His hand lingered on my cheek and I closed my eyes in anguish.
“I know we don’t know how or why this is happening to you—to us,” he said. “But we will figure it out.”
I opened my eyes and stared at him. “It’s not your responsibility.”
“I fucking know it’s not my responsibility. I want to help you.”
I inhaled sharply. “What about tomorrow? Someone’s going to wonder what killed hundreds of endangered species.”
“Don’t worry, I’ll—”
“Fix it? You’ll fix it, Noah?”
As I spoke the words, I knew that that was exactly what he thought. That despite all rationality, he did think he could fix me, like he could fix everything else.
“Is that how you see this working? I’ll screw up and you’ll take care of it, right?” I was just another problem that could be solved if only we threw enough time or practice or money at it. At me. And when the experiment failed—when I failed—and people died, Noah would blame himself, hate himself for not being able to stop it. For not being able to stop me. I wouldn’t do that to him. So I said the only thing I could.
“I don’t want your help. I don’t want you.” The words felt mutinous on my tongue. And they hit him like a slap in the face.
“You’re lying,” Noah said, his voice low and quiet.
Mine was cold and distant. “I think it would be better if I didn’t see you again.” I didn’t know where the strength to say such a thing came from, but I was grateful for it.
“Why are you doing this?” Noah said, piercing me with an icy stare.

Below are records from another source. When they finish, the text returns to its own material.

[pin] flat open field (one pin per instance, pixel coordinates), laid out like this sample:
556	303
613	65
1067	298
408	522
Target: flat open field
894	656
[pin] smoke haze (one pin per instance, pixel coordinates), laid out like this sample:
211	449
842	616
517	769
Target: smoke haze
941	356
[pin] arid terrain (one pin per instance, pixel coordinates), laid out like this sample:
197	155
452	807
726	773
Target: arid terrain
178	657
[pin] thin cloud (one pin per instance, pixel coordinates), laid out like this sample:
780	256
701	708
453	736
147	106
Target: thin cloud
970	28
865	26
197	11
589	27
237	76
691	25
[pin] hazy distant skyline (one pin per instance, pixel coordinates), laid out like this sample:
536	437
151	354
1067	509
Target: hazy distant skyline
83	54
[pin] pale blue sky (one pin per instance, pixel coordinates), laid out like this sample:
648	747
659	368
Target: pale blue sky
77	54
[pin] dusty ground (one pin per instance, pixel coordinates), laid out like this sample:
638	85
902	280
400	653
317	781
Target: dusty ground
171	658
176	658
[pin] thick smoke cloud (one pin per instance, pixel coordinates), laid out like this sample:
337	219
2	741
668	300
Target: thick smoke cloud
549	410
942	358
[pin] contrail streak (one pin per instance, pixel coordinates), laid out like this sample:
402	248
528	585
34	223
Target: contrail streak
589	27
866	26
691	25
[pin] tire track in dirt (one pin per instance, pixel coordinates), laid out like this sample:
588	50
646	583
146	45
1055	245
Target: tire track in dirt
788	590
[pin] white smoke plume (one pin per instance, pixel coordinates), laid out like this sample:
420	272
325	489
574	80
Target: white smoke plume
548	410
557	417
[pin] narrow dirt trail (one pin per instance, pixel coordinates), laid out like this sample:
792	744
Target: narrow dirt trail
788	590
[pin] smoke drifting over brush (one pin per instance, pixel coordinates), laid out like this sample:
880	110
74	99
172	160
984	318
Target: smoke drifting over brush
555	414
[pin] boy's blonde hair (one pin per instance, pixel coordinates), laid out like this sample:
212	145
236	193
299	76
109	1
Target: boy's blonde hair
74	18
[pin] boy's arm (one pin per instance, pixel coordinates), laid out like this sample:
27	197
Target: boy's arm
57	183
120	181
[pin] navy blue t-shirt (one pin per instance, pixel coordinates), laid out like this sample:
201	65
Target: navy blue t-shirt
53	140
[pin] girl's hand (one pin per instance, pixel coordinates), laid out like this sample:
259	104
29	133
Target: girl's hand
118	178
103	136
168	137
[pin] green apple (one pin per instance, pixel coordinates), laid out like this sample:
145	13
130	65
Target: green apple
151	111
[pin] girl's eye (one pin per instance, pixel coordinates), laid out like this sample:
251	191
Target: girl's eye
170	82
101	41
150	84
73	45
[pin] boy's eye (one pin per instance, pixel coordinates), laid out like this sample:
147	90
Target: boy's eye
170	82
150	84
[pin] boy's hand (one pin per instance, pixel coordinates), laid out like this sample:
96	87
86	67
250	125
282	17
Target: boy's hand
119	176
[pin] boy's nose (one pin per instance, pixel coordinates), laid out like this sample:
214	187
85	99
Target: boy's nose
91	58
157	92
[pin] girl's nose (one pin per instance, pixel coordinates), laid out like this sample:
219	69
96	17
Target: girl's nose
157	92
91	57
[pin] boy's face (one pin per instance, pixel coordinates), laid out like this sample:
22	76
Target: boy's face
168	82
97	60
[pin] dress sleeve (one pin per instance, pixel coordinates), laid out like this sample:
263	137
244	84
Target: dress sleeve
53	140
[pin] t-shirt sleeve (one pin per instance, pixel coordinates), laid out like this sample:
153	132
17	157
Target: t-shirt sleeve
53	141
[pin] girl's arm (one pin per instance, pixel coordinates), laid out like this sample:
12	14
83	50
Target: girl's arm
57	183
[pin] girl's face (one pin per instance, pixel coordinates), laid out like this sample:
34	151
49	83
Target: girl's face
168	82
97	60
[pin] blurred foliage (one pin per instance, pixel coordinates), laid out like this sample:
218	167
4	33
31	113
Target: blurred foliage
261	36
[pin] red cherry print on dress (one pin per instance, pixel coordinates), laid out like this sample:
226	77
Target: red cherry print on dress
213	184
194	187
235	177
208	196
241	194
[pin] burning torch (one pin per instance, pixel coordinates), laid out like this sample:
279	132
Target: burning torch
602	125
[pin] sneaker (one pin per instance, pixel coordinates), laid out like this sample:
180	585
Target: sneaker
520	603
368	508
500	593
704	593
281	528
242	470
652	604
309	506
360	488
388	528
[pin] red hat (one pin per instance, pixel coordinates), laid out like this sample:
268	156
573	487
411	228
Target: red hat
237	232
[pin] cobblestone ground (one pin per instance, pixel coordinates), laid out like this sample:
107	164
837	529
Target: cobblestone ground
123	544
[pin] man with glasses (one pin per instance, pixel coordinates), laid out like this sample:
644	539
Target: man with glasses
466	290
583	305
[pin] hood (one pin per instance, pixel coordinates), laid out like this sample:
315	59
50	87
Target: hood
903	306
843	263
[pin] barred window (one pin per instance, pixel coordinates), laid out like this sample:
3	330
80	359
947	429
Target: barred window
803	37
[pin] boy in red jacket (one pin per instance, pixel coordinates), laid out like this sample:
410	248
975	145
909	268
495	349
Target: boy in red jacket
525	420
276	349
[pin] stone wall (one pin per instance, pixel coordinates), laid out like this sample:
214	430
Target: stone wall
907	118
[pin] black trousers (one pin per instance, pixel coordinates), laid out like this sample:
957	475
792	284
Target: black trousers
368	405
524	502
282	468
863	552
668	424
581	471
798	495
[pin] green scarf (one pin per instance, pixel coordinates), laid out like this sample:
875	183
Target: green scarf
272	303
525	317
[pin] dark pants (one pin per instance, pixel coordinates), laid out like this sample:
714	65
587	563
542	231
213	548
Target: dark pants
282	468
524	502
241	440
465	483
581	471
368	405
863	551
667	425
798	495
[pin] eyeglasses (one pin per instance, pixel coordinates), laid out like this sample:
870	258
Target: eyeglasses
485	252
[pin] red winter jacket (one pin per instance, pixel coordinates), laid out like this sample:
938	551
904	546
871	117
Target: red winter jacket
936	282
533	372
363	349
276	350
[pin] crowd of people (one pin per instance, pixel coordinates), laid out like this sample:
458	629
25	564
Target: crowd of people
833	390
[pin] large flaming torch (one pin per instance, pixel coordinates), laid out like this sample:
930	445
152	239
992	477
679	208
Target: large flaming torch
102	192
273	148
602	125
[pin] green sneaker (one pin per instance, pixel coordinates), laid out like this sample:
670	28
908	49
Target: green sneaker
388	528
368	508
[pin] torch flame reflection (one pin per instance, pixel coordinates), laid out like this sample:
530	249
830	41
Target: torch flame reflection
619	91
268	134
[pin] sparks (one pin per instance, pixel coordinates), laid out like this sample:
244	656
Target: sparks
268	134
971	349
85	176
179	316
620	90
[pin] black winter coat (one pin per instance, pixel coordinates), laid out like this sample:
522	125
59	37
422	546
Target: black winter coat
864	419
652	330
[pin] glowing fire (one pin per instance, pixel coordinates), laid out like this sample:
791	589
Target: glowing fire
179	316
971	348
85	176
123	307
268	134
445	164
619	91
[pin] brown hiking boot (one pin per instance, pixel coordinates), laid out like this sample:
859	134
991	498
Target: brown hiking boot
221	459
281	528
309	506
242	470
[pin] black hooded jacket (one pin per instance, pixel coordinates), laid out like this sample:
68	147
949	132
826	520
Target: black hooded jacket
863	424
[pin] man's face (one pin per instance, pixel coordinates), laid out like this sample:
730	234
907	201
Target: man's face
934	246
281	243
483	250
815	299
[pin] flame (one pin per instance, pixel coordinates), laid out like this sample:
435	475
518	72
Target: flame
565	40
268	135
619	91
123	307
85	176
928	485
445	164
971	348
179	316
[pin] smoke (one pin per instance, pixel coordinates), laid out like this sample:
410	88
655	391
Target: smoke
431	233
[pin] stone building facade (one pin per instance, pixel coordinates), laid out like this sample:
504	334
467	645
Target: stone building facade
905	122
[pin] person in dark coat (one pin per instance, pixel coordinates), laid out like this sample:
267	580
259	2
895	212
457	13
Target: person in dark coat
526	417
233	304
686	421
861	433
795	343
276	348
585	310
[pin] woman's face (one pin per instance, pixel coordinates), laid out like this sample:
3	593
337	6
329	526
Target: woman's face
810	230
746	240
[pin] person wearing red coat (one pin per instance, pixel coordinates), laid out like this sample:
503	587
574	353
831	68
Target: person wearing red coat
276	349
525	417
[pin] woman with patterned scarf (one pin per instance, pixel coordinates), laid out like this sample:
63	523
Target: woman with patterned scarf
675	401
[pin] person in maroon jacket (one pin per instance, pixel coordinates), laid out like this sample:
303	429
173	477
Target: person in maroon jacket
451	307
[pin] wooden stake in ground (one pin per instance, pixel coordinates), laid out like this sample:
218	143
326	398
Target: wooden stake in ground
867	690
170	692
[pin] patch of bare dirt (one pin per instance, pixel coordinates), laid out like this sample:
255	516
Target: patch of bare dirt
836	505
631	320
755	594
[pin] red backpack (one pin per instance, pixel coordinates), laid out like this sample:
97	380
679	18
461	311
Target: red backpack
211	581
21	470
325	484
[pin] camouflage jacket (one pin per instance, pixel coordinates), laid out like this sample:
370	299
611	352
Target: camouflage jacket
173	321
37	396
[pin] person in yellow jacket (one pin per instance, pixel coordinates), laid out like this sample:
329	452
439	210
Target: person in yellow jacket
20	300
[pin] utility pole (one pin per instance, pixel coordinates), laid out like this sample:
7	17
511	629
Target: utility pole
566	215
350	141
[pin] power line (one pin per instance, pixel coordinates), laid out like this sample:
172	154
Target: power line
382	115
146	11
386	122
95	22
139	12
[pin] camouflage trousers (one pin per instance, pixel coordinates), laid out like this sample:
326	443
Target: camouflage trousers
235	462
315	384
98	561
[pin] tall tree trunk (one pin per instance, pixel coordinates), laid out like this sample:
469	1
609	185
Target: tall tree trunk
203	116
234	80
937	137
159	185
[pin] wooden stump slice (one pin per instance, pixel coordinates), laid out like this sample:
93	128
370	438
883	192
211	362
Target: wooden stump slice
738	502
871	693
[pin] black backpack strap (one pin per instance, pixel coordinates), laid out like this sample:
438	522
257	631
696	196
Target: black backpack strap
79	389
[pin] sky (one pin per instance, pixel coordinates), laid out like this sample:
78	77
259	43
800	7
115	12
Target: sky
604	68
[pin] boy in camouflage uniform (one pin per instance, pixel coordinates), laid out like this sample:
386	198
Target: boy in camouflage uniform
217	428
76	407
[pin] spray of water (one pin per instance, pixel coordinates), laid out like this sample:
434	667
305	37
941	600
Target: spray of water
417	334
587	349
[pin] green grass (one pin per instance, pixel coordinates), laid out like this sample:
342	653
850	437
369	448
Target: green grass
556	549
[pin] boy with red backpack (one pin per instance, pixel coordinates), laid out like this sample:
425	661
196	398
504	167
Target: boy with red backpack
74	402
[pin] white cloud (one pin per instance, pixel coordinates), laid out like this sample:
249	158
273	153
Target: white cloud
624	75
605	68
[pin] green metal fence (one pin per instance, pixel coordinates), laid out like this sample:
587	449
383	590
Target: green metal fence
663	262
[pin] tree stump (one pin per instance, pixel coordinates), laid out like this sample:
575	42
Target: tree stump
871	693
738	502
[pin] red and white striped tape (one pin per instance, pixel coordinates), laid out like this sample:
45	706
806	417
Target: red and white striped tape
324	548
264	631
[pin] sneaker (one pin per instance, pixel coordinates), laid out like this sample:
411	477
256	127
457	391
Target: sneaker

I began to lose my composure. “You’re really asking me that question? I murdered five people.”
“By accident.”
“I wanted it.”
“God, Mara. You think you’re the only person to want bad things to happen to bad people?”
“No, but I am the only person who gets what she wants,” I said. “And Rachel, by the way, wasn’t a bad person. I loved her, and she did nothing to me, and she’s dead anyway and it’s my fault.”
“Maybe.”
I whipped around. “What? What did you just say?”
“You still don’t know if the asylum was an accident.”
“Are we back there again? Really?”
“Listen to me. Even if it wasn’t—”
“It wasn’t,” I said through clenched teeth.
“Even if it wasn’t an accident,” Noah continued, “I can warn you the next time you get close.”
My voice went low. “Just like you warned me before I killed Morales.”
“That’s not fair, and you know it. I didn’t know what was happening then. I do now. I’ll warn you the next time it happens, and you’ll stop.”
“You mean, you’ll make me stop.”
“No. It’s your choice. It’s always your choice. But maybe if you lose your focus, I can help bring you back.”
“And what if something happens and you’re not there?” I asked.
“I’ll be there.”
“But what if you’re not?”
“Then it would be my fault.”
“Exactly.”
His expression went carefully blank.
“I want a boyfriend, not a babysitter, Noah. But let’s say I agree to this plan, and you’re there but can’t stop me. You’ll blame yourself. You want that on my conscience too? Stop being so selfish.”